Aunque Garoña es muy pequeña, y su achatarramiento no perturbaría el esquema energético, la decisión que tome el Gobierno es un test de futuro: seis de los otros siete reactores nucleares deben renovar sus licencias de aquí a 2011, aunque su vida útil teórica concluya a partir de 2021. De ahí que las trincheras pugnen por sentar precedente.

El presidente del Gobierno está atrapado en una pinza. De un lado, por su compromiso abolicionista con un programa electoral meditado a medias. Que ni justifica la solidez contable de la total sustitución mediante energías renovables de los kilovatios nucleares producidos, ni sintoniza con el retorno generalizado al átomo, salvo en Austria y Dinamarca; con Alemania se verá tras las elecciones de otoño. Por otro, la evidencia del irresponsable despilfarro económico, sobre todo en una vorágine de recesión, que supondría el cierre de una instalación amortizada, es decir, que sólo debe pagar los costes variables (personal, combustibles, mantenimiento...). Más aún, el coste del kilovatio nuclear oscila en torno a los dos céntimos; el coste del kilovatio medio lo triplica largamente: hasta siete céntimos.

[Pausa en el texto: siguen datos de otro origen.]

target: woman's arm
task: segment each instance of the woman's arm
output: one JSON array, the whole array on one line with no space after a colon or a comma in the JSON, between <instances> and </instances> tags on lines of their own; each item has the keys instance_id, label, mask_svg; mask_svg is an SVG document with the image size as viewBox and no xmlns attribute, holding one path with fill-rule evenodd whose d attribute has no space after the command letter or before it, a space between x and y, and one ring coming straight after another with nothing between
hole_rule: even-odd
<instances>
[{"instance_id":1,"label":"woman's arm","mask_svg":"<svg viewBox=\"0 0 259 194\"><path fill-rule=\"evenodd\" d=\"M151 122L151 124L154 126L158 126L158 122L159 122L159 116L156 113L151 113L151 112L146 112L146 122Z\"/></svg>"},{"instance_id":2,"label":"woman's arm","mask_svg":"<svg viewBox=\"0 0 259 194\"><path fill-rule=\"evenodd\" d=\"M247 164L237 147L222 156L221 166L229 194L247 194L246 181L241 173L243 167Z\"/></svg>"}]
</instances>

Esa implacable lógica económica va abriendo paso a una tercera vía, entre cerrar y seguir sin condiciones. Consiste en que mientras se aborda en serio el debate sobre el mix energético (la contribución de cada tipo de energía a la oferta global) del futuro y el rol de lo nuclear en él, y tras garantizar la seguridad de cada planta, prorrogar con condiciones su vida útil diseñada al principio, a su vida utilizable. Destinando parte de los pingües beneficios extraíbles de las centrales ya amortizadas (y a las que todos están habituados), a menesteres alternativos. A financiar las primas con que se incentivan las energías renovables: beneficio al consumidor, que es quien al final las paga. O a rebajar la factura eléctrica de las industrias, que la ven aumentar entre un 20% y un 70% por la desaparición de la tarifa industrial decidida por la UE: beneficio a la economía productiva y al empleo. O a reducir el déficit tarifario contraído por los consumidores con las eléctricas. Seguro que esta vía no encandilará a ningún talibán, nuclear o verde. Pero a lo mejor lo entenderían todos los demás.